One year ago, in January 2011, Paul Chan and I edited an issue of e-flux journal on the rise of right-wing populisms. In the absence of immediately successful counter-strategies, this was conceived as a first stock-taking in the form of a series of "reports." The issue's Dylanesque title, "Idiot Wind," was taken by some as a symptom of ill-advised leftist arrogance, as a sign that we foolishly underestimate the intelligence of populist strategies and the need to learn from them. One would have thought that most contributions made it perfectly clear that the desperate logic of right-wing populism will ultimately have disastrous effects even for most of those who at the moment think they stand to gain (and perhaps actually stand to gain, for the time being) from its rise. Of course Geert Wilders and Sarah Palin are smart; they cleverly boost the idiot wind.
In some ways, the outlook is now less bleak, as the second half of 2011 has seen a wave of new protest movements in a number of countries. The December issue of e-flux journal was made under the impact of Occupy Wall Street, and contained brilliant contributions by Bifo Berardi and Hito Steyerl, among others; the current (January) issue continues the analysis of the ongoing social and political upheavals as well as the economical, cultural and technological factors that shape them. It features my essay "General Performance." This text, part of my History in Motion book project, discusses both artistic performance and today's performative economy, which is undergoing a profound crisis at the moment. From the text:
"The term 'performance' is slippery even within relatively well-defined contexts. In today’s economy, it not only refers to the productivity of one’s labor but also to one’s actual, quasi-theatrical self-presentation, one’s self-performance in an economy where work has become more dependent on immaterial factors. As an artist or writer or curator, you perform when you do your job, but your job also includes giving talks, going to openings, being in the right place at the right time. Transcending the limits of the specific domain of performance art, then, is what I would call general performance as the basis of the new labor. The emergence of new forms of performance in art in the 1960s was itself a factor in the emergence of this contemporary form of labor, which is, after all, connected to a culturalization of the economy."

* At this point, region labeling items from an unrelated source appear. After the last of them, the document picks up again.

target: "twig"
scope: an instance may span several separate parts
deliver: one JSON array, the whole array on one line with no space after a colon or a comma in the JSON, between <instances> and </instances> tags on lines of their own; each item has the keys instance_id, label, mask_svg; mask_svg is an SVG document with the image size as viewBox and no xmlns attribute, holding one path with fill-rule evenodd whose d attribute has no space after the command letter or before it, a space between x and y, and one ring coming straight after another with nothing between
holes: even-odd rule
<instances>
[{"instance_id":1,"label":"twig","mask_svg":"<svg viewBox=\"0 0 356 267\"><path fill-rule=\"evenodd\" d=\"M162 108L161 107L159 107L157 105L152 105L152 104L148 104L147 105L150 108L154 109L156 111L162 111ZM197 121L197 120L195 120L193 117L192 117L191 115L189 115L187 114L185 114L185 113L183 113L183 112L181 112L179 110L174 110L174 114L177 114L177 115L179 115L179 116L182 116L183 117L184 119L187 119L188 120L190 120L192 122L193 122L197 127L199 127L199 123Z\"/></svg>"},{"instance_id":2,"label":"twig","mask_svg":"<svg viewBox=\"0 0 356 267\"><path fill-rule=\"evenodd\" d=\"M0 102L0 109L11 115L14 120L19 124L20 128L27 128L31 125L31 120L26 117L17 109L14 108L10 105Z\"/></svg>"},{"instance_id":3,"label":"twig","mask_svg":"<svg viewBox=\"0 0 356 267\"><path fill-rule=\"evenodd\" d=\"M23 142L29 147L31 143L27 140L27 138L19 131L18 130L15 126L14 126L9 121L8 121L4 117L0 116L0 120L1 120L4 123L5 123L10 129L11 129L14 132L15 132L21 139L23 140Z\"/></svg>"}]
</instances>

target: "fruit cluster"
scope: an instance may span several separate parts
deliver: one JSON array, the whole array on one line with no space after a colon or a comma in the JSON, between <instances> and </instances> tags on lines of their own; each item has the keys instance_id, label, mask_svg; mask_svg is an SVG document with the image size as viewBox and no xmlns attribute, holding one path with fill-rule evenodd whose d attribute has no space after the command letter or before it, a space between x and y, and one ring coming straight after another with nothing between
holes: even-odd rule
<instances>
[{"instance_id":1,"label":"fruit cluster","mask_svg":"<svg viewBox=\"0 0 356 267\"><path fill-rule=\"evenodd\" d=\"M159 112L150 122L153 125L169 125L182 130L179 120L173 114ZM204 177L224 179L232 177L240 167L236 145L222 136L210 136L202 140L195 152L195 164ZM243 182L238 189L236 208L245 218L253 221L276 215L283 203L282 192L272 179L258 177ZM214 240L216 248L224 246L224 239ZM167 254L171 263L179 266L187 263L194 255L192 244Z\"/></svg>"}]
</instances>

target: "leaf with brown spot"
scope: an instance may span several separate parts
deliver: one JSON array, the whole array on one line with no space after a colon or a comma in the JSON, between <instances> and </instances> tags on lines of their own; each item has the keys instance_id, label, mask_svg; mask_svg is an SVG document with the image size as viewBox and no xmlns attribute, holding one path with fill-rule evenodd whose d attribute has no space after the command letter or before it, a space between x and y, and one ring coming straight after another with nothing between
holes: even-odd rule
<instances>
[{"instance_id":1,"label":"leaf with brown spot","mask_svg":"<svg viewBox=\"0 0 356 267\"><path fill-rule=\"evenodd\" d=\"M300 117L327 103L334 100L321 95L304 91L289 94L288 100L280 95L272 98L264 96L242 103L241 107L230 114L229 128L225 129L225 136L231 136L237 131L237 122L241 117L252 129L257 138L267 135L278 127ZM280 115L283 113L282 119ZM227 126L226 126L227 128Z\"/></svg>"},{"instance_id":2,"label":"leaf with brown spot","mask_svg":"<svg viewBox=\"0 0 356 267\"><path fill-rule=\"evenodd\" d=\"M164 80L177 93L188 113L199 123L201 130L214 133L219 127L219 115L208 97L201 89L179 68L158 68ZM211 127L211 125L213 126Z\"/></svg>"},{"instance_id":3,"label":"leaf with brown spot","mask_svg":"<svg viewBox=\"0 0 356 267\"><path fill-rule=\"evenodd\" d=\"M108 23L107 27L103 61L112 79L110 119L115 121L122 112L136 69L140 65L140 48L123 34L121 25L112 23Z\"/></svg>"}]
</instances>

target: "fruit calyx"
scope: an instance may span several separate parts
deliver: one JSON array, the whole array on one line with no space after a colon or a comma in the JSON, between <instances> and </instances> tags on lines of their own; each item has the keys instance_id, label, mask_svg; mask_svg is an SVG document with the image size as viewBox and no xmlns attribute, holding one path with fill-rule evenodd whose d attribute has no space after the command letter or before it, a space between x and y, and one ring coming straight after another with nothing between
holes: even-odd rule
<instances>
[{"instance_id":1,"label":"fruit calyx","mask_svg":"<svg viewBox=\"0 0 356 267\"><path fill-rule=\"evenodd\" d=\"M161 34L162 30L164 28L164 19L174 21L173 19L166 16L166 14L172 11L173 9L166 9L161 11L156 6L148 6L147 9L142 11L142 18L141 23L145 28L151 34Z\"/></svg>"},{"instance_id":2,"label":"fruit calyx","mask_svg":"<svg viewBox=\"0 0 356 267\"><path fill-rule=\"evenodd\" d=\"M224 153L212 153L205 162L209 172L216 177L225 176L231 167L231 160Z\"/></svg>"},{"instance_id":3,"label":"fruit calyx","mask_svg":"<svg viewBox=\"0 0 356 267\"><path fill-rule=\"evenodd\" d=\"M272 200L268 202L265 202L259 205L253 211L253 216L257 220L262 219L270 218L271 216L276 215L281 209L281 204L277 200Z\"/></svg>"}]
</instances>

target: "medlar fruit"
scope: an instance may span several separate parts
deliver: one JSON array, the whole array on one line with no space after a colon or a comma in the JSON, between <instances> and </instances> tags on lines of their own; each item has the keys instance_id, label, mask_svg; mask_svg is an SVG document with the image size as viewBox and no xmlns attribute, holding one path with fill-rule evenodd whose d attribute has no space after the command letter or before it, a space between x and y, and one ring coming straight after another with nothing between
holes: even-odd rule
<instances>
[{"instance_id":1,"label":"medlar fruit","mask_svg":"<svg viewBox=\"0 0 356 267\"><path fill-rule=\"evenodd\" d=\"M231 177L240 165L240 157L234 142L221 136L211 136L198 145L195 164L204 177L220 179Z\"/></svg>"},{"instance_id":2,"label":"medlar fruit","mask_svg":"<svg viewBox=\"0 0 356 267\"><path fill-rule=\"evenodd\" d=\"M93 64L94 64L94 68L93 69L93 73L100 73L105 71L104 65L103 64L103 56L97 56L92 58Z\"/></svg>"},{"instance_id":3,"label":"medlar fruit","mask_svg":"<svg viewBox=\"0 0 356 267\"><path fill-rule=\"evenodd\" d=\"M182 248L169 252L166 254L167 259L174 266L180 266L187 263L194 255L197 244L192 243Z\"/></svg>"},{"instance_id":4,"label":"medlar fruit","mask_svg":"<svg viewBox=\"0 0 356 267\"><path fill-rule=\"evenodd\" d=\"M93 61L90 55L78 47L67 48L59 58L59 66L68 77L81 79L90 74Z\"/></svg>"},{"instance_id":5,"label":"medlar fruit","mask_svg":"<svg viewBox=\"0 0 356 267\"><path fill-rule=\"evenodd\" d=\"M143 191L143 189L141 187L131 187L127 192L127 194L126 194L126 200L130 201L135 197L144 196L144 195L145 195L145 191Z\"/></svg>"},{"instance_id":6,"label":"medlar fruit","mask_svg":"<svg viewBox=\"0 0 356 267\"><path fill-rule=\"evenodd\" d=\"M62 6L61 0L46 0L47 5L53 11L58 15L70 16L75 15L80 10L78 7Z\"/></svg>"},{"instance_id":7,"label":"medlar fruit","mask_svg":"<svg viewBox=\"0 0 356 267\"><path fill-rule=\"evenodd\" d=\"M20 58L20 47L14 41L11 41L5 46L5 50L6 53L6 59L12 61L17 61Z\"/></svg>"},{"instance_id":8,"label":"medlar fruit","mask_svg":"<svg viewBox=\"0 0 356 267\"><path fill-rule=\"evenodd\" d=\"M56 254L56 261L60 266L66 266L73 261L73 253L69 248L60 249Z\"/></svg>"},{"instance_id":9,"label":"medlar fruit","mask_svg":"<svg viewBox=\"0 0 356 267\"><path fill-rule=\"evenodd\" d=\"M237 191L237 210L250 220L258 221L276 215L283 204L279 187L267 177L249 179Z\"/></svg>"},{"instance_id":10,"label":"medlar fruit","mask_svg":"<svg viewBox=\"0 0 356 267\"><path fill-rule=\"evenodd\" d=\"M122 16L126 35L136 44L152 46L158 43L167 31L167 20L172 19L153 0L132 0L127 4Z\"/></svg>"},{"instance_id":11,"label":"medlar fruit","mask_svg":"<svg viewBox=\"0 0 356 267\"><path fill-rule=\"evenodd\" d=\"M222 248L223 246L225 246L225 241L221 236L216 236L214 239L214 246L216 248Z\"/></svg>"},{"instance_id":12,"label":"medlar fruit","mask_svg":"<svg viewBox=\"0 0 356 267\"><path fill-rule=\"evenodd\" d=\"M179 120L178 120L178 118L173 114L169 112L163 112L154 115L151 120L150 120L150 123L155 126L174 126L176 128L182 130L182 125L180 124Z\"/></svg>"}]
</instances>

Later on in this essay, I examine how new forms of activism emerge within the performative regime of contemporary capitalism, exploring and exploding the contradictions of contemporary labour. That these collective acts can generate an emancipatory political narrative strong enough to challenge the relentless mythmaking on the other end of the political spectrum remains questionable, but at least there are now partially positive as well as negative examples to scrutinize and learn from.